The night of my 1st plasma exchange, my heartrate soared. I was alarmed to see it flash up 127 when my obs were taken that evening. No matter how still and calm I tried to be, how much I meditated, it wouldn’t drop below 110.
My 2nd plasma exchange (PLEX) was done by a different nurse. It was Good Friday, so I supposed she had drawn the short straw. She told me she was a Buddhist and didn’t ‘do’ Easter.
Nurse S insisted I was flat throughout the procedure, as I was still verging on being tachycardic that morning following the previous day’s initial PLEX. With my usually low blood pressure being lower than normal, she was cautious.
But we chatted and laughed regardless, she even offered to take photos for me when I told her I was writing a blog! I was fascinated by the procedure and she had years of experience in pheresis. I quizzed her about how often they did PLEX for myasthenic patients, how long the effects lasted, and more. Being a neuroscience centre, they saw a lot more people like me than an average hospital. I found this kind of reassuring, not having to explain what was wrong with me and how it affected me. It made me feel more normal! The neuro nurses on my ward all knew what myasthenia was, and were all aware of the myriad implications.

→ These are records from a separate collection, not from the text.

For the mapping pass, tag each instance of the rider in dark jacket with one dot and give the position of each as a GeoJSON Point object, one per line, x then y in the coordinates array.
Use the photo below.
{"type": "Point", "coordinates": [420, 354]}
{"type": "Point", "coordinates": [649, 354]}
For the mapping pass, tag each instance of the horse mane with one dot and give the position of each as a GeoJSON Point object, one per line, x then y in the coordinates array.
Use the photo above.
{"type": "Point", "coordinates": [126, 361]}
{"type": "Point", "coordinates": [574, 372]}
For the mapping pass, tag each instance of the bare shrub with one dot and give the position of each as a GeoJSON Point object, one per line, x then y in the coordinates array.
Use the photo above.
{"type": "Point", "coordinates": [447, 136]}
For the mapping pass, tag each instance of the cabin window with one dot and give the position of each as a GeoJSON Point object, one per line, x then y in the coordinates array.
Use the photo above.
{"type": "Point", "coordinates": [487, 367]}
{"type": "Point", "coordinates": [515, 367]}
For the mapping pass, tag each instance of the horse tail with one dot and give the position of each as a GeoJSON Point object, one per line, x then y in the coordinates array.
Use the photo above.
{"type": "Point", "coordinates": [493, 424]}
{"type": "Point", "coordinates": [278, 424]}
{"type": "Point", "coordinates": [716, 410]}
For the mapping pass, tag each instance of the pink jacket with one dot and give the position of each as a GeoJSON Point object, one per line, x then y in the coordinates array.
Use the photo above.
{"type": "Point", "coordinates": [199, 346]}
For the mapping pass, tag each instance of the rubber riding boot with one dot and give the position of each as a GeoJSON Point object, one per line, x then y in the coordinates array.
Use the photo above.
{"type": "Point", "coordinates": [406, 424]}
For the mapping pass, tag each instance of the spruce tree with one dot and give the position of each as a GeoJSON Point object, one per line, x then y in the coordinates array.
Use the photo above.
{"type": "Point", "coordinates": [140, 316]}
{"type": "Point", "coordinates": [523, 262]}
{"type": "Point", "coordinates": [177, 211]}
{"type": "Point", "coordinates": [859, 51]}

This round passed without drama, afterwards I ate my pureed dinner and asked for an anti-nausea injection as soon as I started to feel queasy.
The next morning, day 3 of PLEX, Nurse S arrived a little later than before. She told me it was because my morning blood tests showed my clotting factors were too low and she’d had to collect fresh frozen plasma (FFP) to add to the mix. She also said that my pulse remaining consistently high showed I was having an adverse reaction to the treatment, but this was easily resolved by administering an antihistamine. So after I took the extra calcium and antihistamine tablets, she loaded up the machine, laid my bed flat and off we went.
It passed quickly, and thanks to the antihistamine I felt a whole lot better afterwards. No nausea, and although I was still tachycardic, my pulse didn’t get above 115.
I had a rest day on Easter Sunday. It was a sunny day, and I was excited to have some family visit. Of course, my husband came every day, but it was long way from home so I didn’t see as many people as I had when resident at my town hospital. They grabbed a wheelchair on their way up to the ward and took me off for coffee outside. What bliss! To sit in the fresh air with the sun shining. I’d been in hospital for over two weeks by then. I even tried some solid food, nibbling at a soft cake and washing it down with coffee. It was the first time I’d eaten real food in more than three weeks.
Eating that cake I noticed something.
A while previously, over a year before the onset of my acute myasthenia symptoms, I’d developed a taste disorder, specifically Dysgeusia. I realised after baking a 21st birthday cake for my best friend’s son, that sweet things no longer tasted sweet. I had hoped it was temporary. I had a voracious sweet tooth and wasn’t ready to embrace giving it up!
After a few weeks of experimenting, I discovered that chocolate/caramel spectrum flavours were distinctly salty, but anything fruity was just sour.
I never saw my GP about it, thinking it would just return to normal in time. Every other week I would try something sweet, and be disappointed when it tasted awful. Eventually I gave up sugar completely, and convinced myself it was OK because I was healthier.
But that soft cake from the coffee shop tasted sweet. The PLEX treatment had restored my sense of taste! I hadn’t considered it might be related to myasthenia, but it seemed too much of a coincidence. I made a mental note to talk to Dr D about it.
Easter Monday came around, and with it my 4th treatment. I was feeling so much stronger, my speech was virtually normal and my hands worked again. I had high hopes for being allowed home that week.
My pre breakfast obs showed a worryingly low blood pressure of 80/45. Rather than doze off for another hour, the nurse said I had to sit up and drink a jug of water (increasing fluid volume = increasing blood pressure). The Speech and Language Therapist (SALT) had detailed in her swallow assessment that I wasn’t to lie down for thirty minutes after eating or drinking in case I aspirated anything into my lungs. When the pheresis nurse arrived, he said that as well as the antihistamine, calcium and the usual accompaniments, he was going to push 500ml of saline into me very quickly at the start of the procedure. The extra IV fluid and salt pushed in that fast, would in normal circumstances cause high blood pressure, but as PLEX had caused mine to drop, all it would do was give me a head start.
It all went well, my blood pressure remained my normal low rather than scary low. By the end, the only notable downside was that I was on the verge of wetting myself!
PLEX finale day arrived. It went without a hitch, but I felt debilitated afterwards. I fell asleep as soon as I’d eaten my pureed dinner.
When I woke up though, I felt incredible, in comparison with the way I’d felt for the last six months at least.
I had another swallow assessment plus the neuros coming to see me the next day.
Maybe I would finally be going home.